The U.S. Congress is studying ways to keep Iran from developing a nuclear weapon.  Military officials are telling key lawmakers that a nuclear armed Iran could be just years away.  

While members of the Senate may disagree emphatically on most policy matters, they are in agreement on one point.

Armed Services Committee Chairman Carl Levin says there is unity on the danger posed by a nuclear-armed Iran. "There is a strong bipartisan determination on this committee and in this Congress to do all that we can to stop Iran from acquiring nuclear weapons," he said.

Top Pentagon officials gave his panel an assessment of the threat.

Lieutenant General Ronald Burgess heads the Defense Intelligence Agency.  Under questioning from Levin, he provided a time frame.

Levin: "With the installed centrifuges that they have, how long would it take, approximately, to produce enough highly-enriched uranium for one nuclear weapon?"

Burgess: The general consensus is - not knowing, again, the exact number of centrifuges that we actually have visibility into - we are talking one year."

The number-two military man at the Pentagon,  General James Cartwright, said it would probably take several more years for Iran to take that highly enriched uranium and develop a usable weapon. "With the highly enriched uranium you are still dealing with three to five years to create a weapon," he said.

Members of the House of Representatives, saying there is not a second to wait, have sent a letter to President Barack Obama, urging him to impose strict sanctions on Iran.

Three-hundred-thirty lawmakers signed on to the letter - from some of the most liberal members of the House to the most conservative.  They underscored support for legislation already introduced that, among other things, seeks to cut the flow of refined petroleum products into Iran.

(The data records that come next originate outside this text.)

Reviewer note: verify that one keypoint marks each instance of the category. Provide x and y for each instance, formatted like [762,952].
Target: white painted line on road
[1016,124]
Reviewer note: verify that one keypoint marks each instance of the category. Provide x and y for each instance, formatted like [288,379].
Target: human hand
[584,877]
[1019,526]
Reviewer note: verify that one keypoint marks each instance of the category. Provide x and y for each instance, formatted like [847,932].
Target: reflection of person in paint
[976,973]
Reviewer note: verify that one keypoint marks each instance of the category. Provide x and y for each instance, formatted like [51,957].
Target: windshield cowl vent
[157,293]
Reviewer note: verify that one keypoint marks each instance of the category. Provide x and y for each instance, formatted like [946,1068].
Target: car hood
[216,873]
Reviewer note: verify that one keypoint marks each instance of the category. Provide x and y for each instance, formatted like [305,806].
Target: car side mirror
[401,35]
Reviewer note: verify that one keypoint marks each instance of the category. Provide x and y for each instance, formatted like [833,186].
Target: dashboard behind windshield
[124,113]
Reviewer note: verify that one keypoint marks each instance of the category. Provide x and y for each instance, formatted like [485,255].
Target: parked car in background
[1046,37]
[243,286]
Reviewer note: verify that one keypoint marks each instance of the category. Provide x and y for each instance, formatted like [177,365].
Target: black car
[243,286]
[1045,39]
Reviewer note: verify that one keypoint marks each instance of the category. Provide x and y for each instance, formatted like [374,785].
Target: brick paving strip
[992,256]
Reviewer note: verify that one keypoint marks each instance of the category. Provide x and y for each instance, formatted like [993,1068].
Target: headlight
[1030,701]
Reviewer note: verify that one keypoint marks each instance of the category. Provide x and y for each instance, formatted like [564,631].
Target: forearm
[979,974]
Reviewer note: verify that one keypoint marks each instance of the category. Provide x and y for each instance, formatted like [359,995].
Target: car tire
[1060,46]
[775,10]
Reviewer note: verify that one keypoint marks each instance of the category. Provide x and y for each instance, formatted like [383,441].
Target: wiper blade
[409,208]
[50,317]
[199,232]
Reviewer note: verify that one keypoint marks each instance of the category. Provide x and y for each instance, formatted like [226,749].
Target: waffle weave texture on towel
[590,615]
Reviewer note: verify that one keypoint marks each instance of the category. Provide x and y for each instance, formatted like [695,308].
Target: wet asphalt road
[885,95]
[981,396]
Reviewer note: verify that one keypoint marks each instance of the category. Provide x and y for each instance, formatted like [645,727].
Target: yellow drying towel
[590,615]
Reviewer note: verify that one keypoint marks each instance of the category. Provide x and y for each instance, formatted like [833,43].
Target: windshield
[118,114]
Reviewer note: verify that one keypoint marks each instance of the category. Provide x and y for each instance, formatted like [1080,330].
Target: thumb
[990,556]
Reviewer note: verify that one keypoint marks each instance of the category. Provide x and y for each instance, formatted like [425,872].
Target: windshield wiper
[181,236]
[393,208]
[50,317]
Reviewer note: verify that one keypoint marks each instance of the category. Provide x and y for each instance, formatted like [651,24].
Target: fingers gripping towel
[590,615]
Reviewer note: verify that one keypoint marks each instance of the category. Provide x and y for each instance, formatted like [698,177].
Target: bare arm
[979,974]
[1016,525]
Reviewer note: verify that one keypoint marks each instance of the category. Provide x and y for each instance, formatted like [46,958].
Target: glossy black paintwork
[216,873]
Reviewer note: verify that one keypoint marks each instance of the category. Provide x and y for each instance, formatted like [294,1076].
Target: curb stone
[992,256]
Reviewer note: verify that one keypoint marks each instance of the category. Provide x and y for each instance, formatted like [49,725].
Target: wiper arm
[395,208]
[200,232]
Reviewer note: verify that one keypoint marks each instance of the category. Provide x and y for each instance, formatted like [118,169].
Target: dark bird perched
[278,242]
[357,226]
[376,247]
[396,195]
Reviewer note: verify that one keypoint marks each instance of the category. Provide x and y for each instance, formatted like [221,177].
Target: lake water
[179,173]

The Obama administration is focusing most of its attention on getting a package of tougher sanctions through the United Nations Security Council.

Under Secretary of State for Political Affairs William Burns told the Senate Armed Services panel he believes China will sign on to a council resolution. "I think we and the Chinese agree we have to send a meaningful message to Iran.  So yes sir, I do think it is possible," he said.

But Burns indicated he does not think it is likely that either China or Russia will agree to cut refined oil shipments to Iran.

The senior Republican on the committee, Senator John McCain, was clearly frustrated. "The sanctions so far that have been enacted by the Security Council have been, in the view of most observers, ineffective," he said.

McCain said the United States, France, Britain and Germany should not wait for the United Nations before imposing their own stepped-up sanctions regime.